Abstract

Some contrasting views exist about the prospective benefits of contemporary food tourism for indigenous communities. Some commentators view food tourism as a potential mechanism for reducing tourist stereotyping, bias, and negative images. Increased economic opportunities, employment, and development are commonly cited as potential benefits. However, critics have viewed these same experiences as a colonial revival. An unquestioned assumption that the food traditions, dishes, and cuisines of (usually economically and culturally marginal) indigenous populations should be available and presented for consumption evokes the colonial legacy. These colonial type assumptions, images, and experiences are being challenged deliberately and in a targeted manner. An increasing number of indigenous communities, including the New Zealand Māori, have chosen to rearticulate and re-present their culture in the context of the postcolonial period.
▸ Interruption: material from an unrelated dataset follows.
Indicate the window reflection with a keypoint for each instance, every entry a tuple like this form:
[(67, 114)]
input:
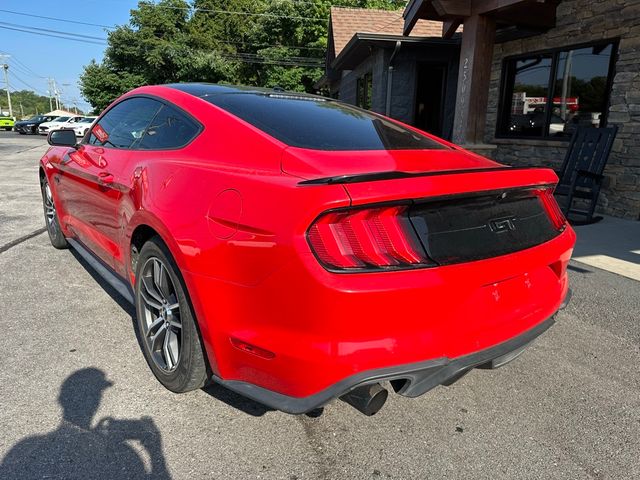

For contemporary indigenous people, the culinary cultural field is often wider than simply supplying the touristically "exotic" or "authentic." It may provide a location to engage with various strategies for indigenous self-determination and the reappropriation of cultural capital. Such strategies may lead to outcomes catering to culinary tourist demands. Tourists seeking out Māori food will have difficultly gaining access, except in the case of the Wharekai (the Māori social space and part of the Marae meeting complex). This research note considers the relationship between the postcolonial legacy, culinary tourism, and indigenous selfdetermination, as it applies to first nation peoples' foodways, and specifically to the Māori. In doing so, it may contribute to developing new perspectives on food tourism and indigenous self-determination.